De heer Groot (PvdA):

Begrijp ik het goed dat bij de reorganisatie al in een vroeg stadium, en niet achteraf, ook zal worden gekeken naar andere onderdelen van de rijksdiensten, dus dat al in een vroeg stadium van de reorganisatie met voorrang wordt geprobeerd om banen te behouden in de regio's? 

Staatssecretaris Wiebes:

Ja, dat gaan wij doen. Het is natuurlijk een stapsgewijs proces. Per proces wordt er geoptimaliseerd. Wij willen dan ook per proces bekijken hoe het zit. Ik zal proberen om uitdrukking te geven aan de motie op stuk nr. 243 door in de basisontwerpen en in de gesprekken hierover zo goed mogelijk de methodiek van deze zoektocht te laten doorklinken in de plannen. 

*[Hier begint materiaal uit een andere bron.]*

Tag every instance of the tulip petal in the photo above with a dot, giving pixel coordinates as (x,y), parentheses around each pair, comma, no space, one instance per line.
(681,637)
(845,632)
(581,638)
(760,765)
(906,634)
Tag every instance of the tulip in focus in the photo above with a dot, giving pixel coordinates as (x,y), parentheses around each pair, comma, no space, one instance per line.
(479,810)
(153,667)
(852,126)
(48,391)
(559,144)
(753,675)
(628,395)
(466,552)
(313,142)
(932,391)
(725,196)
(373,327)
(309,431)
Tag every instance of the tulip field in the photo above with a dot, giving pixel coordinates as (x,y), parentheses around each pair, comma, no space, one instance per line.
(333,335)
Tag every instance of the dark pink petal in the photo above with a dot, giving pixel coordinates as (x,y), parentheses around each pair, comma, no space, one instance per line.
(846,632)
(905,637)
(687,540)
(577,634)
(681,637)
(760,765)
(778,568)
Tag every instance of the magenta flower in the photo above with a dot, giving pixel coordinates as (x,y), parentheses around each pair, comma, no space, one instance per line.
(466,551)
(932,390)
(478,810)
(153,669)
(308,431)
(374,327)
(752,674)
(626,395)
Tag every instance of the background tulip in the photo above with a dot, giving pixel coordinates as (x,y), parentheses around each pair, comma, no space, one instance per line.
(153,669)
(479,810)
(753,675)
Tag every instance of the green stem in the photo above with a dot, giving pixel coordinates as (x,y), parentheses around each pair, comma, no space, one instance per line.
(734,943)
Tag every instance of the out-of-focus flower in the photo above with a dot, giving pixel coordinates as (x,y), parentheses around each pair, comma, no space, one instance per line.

De heer Groot heeft voorts een vraag gesteld over vermeende gedwongen ontslagen in Apeldoorn. Ik weet daar niets van. Ook de mensen die hebben meegeluisterd, weten daar niets van. Nu is de wereld groot, maar ik kan mij niet voorstellen dat dit langs mij heen zou zijn gegaan. Vooralsnog zeg ik dat ik dit signaal helemaal niet kan plaatsen. Ik hoop dat dit de heer Groot de nodige geruststelling geeft. 

De heer Klein (Klein):

De argumenten die de staatssecretaris heeft genoemd in reactie op de motie op stuk nr. 242, zijn steekhoudend. Ik heb de motie vooral ingediend vanuit het idee dat er berichten zijn om de 6%-regeling voor de bouw te verlengen. Ook daarmee wordt natuurlijk vooruitgelopen op allerlei besluitvorming. Het lijkt mij verstandig om de motie op dit moment aan te houden. 

De voorzitter:

Op verzoek van de heer Klein stel ik voor, zijn motie (31066, nr. 242) aan te houden. 

Daartoe wordt besloten. 

De beraadslaging wordt gesloten. 

De voorzitter:

Volgende week dinsdag zal er gestemd worden over de ingediende moties. 

De vergadering wordt van 10.44 uur tot 11.06 uur geschorst.